The subject of "bitterness" has come up in recent weeks in numerous conversations I have had regarding infertility and grief. Even today, bitterness is my constant enemy. I am very careful not to allow myself to make calloused comments or hateful statements. Phrases like, "I'll never get pregnant. What am I doing wrong? Why can't it be my turn? That's so unfair etc. etc." These phrases just have to be eliminated from my vocabularly. John helps me in this. Early on in my infertility journey I had an image of myself at my own funeral. I realized that the eulogy could go two ways. Either everyone would say, "You know, from the moment she found out she was barren, that woman became the most bitter, biting old hag I ever met ..." Or, people could say, "You know, even though she fought that infertility crud, she never let it get the best of her." I wanted the latter! I wanted to be happy.

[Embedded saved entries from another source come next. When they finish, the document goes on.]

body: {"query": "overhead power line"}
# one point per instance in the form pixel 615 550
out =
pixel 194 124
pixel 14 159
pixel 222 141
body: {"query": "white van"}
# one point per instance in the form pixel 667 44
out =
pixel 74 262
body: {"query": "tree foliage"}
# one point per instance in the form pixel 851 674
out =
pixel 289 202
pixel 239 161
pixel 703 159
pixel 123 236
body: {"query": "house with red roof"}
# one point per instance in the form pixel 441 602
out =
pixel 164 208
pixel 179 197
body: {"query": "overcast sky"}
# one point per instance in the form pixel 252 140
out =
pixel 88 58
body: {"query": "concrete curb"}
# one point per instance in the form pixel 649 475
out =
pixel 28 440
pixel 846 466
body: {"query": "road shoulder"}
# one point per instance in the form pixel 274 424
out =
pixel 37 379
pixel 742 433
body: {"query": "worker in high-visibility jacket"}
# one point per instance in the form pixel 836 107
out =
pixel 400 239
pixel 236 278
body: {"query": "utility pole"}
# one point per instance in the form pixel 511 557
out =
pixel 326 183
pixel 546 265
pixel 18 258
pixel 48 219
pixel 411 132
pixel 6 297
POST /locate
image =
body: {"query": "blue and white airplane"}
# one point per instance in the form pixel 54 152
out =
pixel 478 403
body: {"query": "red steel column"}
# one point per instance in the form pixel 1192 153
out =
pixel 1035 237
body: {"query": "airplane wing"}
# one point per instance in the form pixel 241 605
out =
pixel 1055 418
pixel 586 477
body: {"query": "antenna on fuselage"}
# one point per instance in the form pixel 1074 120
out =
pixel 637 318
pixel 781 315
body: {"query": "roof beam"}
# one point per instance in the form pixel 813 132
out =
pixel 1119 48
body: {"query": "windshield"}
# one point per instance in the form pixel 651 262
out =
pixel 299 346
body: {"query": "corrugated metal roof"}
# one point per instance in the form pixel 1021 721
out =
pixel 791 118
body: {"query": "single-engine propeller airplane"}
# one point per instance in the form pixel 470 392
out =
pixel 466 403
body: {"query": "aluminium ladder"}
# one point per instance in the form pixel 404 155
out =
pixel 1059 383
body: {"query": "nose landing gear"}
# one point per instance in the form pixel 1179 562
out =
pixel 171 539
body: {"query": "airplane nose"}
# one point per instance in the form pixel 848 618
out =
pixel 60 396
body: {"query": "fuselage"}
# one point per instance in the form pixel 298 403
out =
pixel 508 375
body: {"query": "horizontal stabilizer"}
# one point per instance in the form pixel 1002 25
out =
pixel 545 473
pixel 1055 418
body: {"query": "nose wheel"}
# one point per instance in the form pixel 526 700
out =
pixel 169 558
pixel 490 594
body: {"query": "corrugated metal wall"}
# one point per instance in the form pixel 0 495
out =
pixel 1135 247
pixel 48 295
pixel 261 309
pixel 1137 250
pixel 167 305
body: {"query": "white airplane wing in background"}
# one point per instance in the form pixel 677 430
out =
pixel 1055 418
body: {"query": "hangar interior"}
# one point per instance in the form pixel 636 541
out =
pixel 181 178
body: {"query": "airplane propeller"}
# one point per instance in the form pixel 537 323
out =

But this is hard when you feel like you are the only woman in the world who can't get pregnant. For awhile, every pregnant woman I saw was just a stab in the gut -- a reminder of what I couldn't have. To combat this, I made myself PRAY for the woman and her baby every time a pregnant person passed me. Well that did the trick. You can't be silently cursing someone when you are praying for them now can you? I also started the blog to help share my thoughts and feelings with friends and family and open up the conversation on the topic. I told people how they could help. I asked friends to be sensitive with pregnancy announcements. I made it a personal goal to help educate the public about infertility. I discovered Target.com and realized I could send a baby gift without ever having to walk back into the baby section again! I decided I would not attend any baby showers for the sake of my own sanity. I helped start the support group at my church in Minnesota. I found "Hannah's Prayer" online. I started going to counseling. I turned to my best bud Kristi and a few other close friends who had experienced the pain of infertility. I did everything that I could to stay healthy. I did not want to turn into a bitter woman. I did not want to get depressed. There were many nights JB would go down his "depression checklist" and then tell me that I was doing okay. "You aren't depressed. You are just very, very sad," he would say. He learned how to help me. We learned how to help each other.

I am not glad we had to deal with infertility. What I am glad about is that I have learned how to grieve. I have learned how to comfort others who are grieving. I have understood what it feels like to question God, your faith, your stability, your marriage, your future, eternity. And I have come out on the other side. Today in the doctor's office I think I realized that I am no longer "the infertile woman". I am the "woman who will soon be a mom." I was so relieved to have all that behind me, at least for awhile. It felt good!